Team May Have Found CIA Plane Crash Site in China

July 30, 2002 - 0:0
BEIJING -- U.S. Army investigators said on Monday they may have found the crash site of a CIA plane shot down over northeastern China nearly 50 years ago, but did not find the remains of two pilots who died in the crash.

A team from the U.S. Army Central Identification Laboratory in Hawaii located a "debris pattern" of wreckage in a forest in Jilin Province near where an elderly witness said the plane crashed about 50km (30 miles) from the North Korean border.

"We identified a relatively concise pattern of debris within about a 20 to 30 (square) meter area of concentrated small aircraft parts. I can't say if it's specific to that aircraft," said Franklin Damann, the team's anthropologist.

The investigators had also searched a larger area and did not find any other debris, he said.

"So, to me, I think that we have identified the area where the aircraft crashed," Damann added.

None of the aircraft pieces could be identified as belonging to the unmarked C-47, piloted by Robert C. Snoddy and Norman A. Schwartz on a failed mission to extract people on the ground on the night of November 29, 1952.

And the team did not find any evidence of the two pilots, despite the accounts of where their bodies were by a 78-year-old farmer who witnessed the crash and helped bury them.

"We did not find any remains on this investigation," Damann told a news conference.

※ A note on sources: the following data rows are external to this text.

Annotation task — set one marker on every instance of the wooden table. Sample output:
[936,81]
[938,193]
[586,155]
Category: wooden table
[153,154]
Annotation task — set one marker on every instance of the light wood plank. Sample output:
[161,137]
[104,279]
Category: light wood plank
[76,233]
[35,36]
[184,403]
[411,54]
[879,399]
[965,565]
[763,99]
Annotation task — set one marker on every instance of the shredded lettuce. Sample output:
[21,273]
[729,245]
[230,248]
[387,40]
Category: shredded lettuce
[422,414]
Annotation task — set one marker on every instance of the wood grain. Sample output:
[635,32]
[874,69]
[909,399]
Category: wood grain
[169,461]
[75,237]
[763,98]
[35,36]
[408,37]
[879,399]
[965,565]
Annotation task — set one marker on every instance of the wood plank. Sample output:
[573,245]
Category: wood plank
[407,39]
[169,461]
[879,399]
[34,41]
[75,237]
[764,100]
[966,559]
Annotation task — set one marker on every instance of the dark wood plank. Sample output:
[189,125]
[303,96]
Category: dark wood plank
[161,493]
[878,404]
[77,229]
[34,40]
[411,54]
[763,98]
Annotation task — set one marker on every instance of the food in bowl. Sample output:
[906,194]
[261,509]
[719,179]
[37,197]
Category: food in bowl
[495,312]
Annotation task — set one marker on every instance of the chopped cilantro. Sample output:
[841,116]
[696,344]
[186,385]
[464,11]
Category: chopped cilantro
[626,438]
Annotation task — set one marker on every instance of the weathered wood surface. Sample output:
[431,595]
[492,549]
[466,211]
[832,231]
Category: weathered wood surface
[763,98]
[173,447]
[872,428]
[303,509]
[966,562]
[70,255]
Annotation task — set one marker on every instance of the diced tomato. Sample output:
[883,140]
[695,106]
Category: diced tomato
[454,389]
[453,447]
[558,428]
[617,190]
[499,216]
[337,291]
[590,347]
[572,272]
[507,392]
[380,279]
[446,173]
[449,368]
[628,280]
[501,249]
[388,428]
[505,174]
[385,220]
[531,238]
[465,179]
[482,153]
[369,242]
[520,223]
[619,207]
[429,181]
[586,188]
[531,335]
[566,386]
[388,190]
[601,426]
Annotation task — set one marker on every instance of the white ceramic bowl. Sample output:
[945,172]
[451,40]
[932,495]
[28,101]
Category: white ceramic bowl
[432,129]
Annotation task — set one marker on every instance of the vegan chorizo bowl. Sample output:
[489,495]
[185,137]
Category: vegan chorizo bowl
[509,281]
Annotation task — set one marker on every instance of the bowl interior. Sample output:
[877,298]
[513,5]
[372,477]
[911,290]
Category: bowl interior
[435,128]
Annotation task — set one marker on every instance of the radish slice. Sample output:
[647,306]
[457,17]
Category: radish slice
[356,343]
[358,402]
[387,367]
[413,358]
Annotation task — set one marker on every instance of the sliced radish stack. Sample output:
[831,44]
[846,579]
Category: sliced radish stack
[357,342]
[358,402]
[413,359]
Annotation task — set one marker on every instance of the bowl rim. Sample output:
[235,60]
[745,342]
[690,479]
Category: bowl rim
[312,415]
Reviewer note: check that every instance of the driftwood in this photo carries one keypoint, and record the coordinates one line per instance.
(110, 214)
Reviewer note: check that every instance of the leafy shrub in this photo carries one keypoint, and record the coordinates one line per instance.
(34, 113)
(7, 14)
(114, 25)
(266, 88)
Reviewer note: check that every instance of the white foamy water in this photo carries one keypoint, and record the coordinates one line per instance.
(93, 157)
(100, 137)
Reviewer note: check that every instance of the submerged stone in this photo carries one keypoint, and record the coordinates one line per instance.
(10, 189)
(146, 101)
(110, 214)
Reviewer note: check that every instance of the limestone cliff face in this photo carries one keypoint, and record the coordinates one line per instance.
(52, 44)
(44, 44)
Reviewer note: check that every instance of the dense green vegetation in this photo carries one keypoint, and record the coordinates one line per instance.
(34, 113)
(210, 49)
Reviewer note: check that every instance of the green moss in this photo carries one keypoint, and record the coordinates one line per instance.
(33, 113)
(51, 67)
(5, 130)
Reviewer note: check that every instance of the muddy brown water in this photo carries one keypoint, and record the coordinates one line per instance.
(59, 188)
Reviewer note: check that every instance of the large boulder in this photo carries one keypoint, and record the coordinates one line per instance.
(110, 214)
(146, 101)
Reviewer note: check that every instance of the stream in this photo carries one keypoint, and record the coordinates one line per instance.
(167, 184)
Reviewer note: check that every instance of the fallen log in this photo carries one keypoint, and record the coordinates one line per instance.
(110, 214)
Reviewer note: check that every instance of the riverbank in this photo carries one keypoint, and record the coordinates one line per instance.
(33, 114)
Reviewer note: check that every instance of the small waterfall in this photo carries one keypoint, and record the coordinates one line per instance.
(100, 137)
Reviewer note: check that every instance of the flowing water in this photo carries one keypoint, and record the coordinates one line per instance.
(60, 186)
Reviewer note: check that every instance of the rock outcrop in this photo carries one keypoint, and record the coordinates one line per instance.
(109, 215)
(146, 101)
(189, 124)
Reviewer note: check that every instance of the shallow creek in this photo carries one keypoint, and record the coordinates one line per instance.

Two other crew survived the plane crash and were imprisoned in China until the early 1970s.

The Jilin investigation was the first by a U.S. team looking into Cold War-era American servicemen missing in action in China. Similar teams have searched for the remains Americans lost in China during World War II, Reuters reported.

Its success hinged largely on the fading memories of the elderly farmer, the only known living Chinese witness to the crash.

The man had watched from his doorway that cold night as the plane circled once and then went down in the woods, said James Becker, an army major who led the investigation.

Six hours after the crash, the witness and four others, who have since died, found the plane and attempted to bury the two dead Americans in the frozen ground.

"Since he did go to the site, he could provide first-hand knowledge of the way the aircraft crashed," Becker said, adding the witness, who he did not name, also described the direction from which the plane came in.

"He did provide first-hand knowledge as to how the pilots were in the aircraft wreckage," he said.

Aaron Lehl, an analyst on the investigation team, said the two Americans who survived the crash had also been helpful, but did not give details.

The team would present photographs, a sketch of the crash site and other findings to headquarters in Hawaii to determine if more information was needed or if it should return to excavate the site, Becker said.

"This was an investigation. We do investigations.

We do excavations. The two are distinctly different," he said.

One member of the team estimated that "in the neighborhood of about 20 something" Americans were missing from the Cold War, but declined to estimate how many were in China.

Some 78,000 were still missing from World War II, he said.